Will zag de laag sneeuw dikker en dikker worden. Hij floot de hond en wees naar het pakpaard. De hond stak zijn oren recht overeind, wachtte tot het paard naast hem was en sprong toen elegant boven op het zadel, waar een speciaal nestje voor hem was gemaakt tussen de tassen. Het paard was daar inmiddels aan gewend, en het liet niet merken dat het schrok van zijn nieuwe berijder of hem iets kwalijk nam.

Will reed gewoon door. Er viel flink wat sneeuw nu, maar een sneeuwstorm kon je het nog lang niet noemen. Hij vertrouwde erop dat hij de weg niet kwijt zou raken. Die was weliswaar bedekt met een laag sneeuw, maar je kon nog heel goed zien waar hij liep, vooral omdat ze hier door een dicht bos moesten.

Af en toe hoorde je hoe dikke pakken sneeuw van de takken gleden en met een doffe bons op de grond vielen. Een keer schrok Will van een hels gekraak, toen een dode tak het begaf onder het gewicht van de witte massa. Bij dat geluid kwam er ineens een zwart-wit kopje boven de tassen van het pakpaard uitgestoken, de oren gespitst, het neusje zenuwachtig heen en weer bewegend.

‘Rustig maar,’ zei Will met een grijns. Zijn stem klonk nu ineens vreemd luid. De hond snifte wat en liet haar kop weer op haar poten zakken. Ze deed de ogen weer dicht — maar meteen daarna weer open toen ze driftig haar kop heen en weer schudde, zoals honden dat kunnen doen, om de sneeuw van haar oren te schudden. Daarna ging ze weer rustig liggen.

Wills gezicht was ijskoud, maar verder bleef hij best lekker warm. Er stond geen snijdende wind die dwars door zijn kleren blies, en omdat het nu echt vroor bleef de sneeuw droog liggen op zijn schouders en kap. Hij smolt in elk geval niet, zodat hij geen last had van natte kleren. Af en toe schudde hij de poedersneeuw van zich af. Hij moest even lachen toen hij zag hoe de hond datzelfde deed.

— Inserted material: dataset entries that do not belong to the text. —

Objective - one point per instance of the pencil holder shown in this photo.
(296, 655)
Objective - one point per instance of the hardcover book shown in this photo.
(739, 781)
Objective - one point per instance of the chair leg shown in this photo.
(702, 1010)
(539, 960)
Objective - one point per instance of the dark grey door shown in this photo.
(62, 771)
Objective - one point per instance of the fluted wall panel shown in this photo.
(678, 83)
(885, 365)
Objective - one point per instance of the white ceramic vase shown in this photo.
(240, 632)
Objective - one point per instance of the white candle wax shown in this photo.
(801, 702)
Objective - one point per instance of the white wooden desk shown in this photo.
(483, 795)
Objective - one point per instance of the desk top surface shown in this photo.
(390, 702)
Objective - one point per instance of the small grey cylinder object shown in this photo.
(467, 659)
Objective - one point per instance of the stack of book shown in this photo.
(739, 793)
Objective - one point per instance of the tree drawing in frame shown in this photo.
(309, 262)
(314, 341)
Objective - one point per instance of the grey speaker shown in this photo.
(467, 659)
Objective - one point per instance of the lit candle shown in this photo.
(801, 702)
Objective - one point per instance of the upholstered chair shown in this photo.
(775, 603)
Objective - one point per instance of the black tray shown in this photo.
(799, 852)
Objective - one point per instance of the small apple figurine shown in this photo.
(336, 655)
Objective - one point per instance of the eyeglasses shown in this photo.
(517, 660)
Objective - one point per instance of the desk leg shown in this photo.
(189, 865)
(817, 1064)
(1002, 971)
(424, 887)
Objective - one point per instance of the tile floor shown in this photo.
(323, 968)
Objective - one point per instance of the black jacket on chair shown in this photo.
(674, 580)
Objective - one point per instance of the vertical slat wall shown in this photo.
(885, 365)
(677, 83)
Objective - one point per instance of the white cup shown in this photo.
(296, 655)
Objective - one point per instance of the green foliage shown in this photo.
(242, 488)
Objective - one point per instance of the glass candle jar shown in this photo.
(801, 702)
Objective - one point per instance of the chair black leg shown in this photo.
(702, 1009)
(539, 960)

Twee uur later reed hij een heuvelrug over en zag beneden zich kasteel Macindaw liggen. Het was een plomp, lelijk gebouw. De donkere steen waarmee het gebouwd was, stak bijna zwart af tegen het sneeuwlandschap eromheen. Het stond, zoals de meeste vestingen, op een kleine verhoging en het bos was aan alle vier de kanten een heel eind weggekapt, zodat niemand het slot ongemerkt kon naderen. Misschien was het niet mooi, dacht Will, maar het zag er wel uit alsof het opgewassen was tegen zijn taak, met dikke, minstens vijf meter hoge muren. Op elk van de vier hoeken stond een toren, een paar meter hoger nog, en in het midden bevond zich de gebruikelijke donjon, die boven alles uitstak. De toegangspoort was aan de zuidkant, met een ophaalbrug over een gracht waar geen water in stond. Die gracht liep trouwens niet helemaal het gebouw rond, zag Will. Blijkbaar diende die er alleen toe om de toegang tot de poort extra te beschermen.